Un "masque" qu'il s'est mis lui-même

Décrit comme modeste, pas flambeur, aimable et discret malgré sa réussite supposée, le faux médecin mène une tout autre vie. Ses journées se résument en réalité à lire des livres de médecine dans sa voiture. L'argent qu'il s'est fait confier, ainsi que celui qu'il détourne du compte de ses parents sur lequel il a procuration, sert à financer son train de vie jusqu'en 1993. Cette année-là, Jean-Claude Romand est sur le point d'être démasqué. Le 9 janvier, il fracasse le crâne de sa femme à l'aide d'un rouleau à pâtisserie puis abat sa fille Caroline et son fils Antoine, âgés de 7 et 5 ans. Les autopsies pratiquées sur le corps des enfants établissent que chaque balle de carabine a été tirée pour tuer. Les parents de Jean-Claude Romand connaissent le même sort: il les exécute d'une balle dans le dos à leur domicile avant de tuer le chien de la famille. 
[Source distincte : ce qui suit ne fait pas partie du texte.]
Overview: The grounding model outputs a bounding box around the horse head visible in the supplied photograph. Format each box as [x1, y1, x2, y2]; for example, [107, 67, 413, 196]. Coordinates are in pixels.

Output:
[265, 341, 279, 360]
Dans la nuit du 10 au 11 janvier, après avoir ingurgité des barbituriques, Jean-Claude Romand met le feu à son domicile. Le faux médecin est retrouvé inconscient par les pompiers, les corps de sa famille découverts. "J’avais entendu ce que la presse en avait dit et je pensais que j’allais trouver quelqu'un avec beaucoup de soins, ce n’était pas du tout le cas, se rappelle Me Frémion, le premier avocat de Romand. Je me souviens très bien lui avoir dit ‘je ne comprends pas on dit que vous avez voulu vous donner la mort mais là à part ce petit pansement’..." Sur son lit d'hôpital, l'homme se livre à son conseil. Les reconstitutions vont également servir d'électrochoc. "Là c’était la réalité qui le frappait, poursuit l'avocat. Quand on lui a demandé l’argent, là il s’est vu perdu. Ca enlevait ce masque qu’il s’était mis lui-même."

"Il nous a reçus avec beaucoup de chaleur et de convivialité en exposant toute son histoire sans trop de retenue", se souvient Daniel Settelen. "Il a parlé de ses difficultés pendant l’enfance, de sa position d’enfant-dieu qu’il a été toute sa vie, l’origine de sa souffrance. Il a fini par nous dire, in fine, 'j’ai tué tous ceux que j’aime mais je peux enfin être moi'." Et d'ajouter: "Dans son esprit, pour garder son image, il fallait qu’ils disparaissent. Ils étaient tous des morceaux de lui."

"Fournir des efforts sérieux d'adaptation sociale"

Ses années de détention se sont passées sans difficulté. Pour preuve le fait qu'il n'a connu que la maison centrale de Saint-Maur. Depuis le début de son incarcération, Jean-Claude Romand travaille pour le service des archives sonores de l’INA, l'Institut national de l'audiovisuel. Il a suivi des études d’ingénieur en informatique. Croyant, il voit beaucoup l’aumônier. Plus étonnant, les autres détenus viennent lui demander des conseils médicaux. S'il a reçu quelques visites au cours de sa peine, désormais il n'a plus de contact avec l'extérieur. Selon nos informations, celui qui a bénéficié de deux sorties de la prison en toute discrétion, craint le retour à une forme de vie normale.

"Pour pouvoir prétendre à une libération conditionnelle, il faut avoir purgé une bonne partie de sa peine, c'est largement le cas de l'intéressé", décrypte Frédéric Debove, directeur de l'institut de droit et d'économie de Melun. "Il faut fournir des efforts sérieux d'adaptation sociale (...) l'emploi, la domiciliation sont aussi des éléments qui doivent être remplis."

La décision du tribunal d'application des peines de Châteauroux ne sera pas donnée dans la foulée de l'audience. Une réponse que la famille des victimes appréhende. "Il les tue une deuxième fois", confie Emmanuel Crolet, le frère de Florence Romand à Europe 1. "Nous nous préparons à ça depuis trois mois seulement. C'est un peu dur de se dire 'bon, il va sortir et puis on passe à autre chose' car pendant 25 ans, on n'est pas passé à autre chose."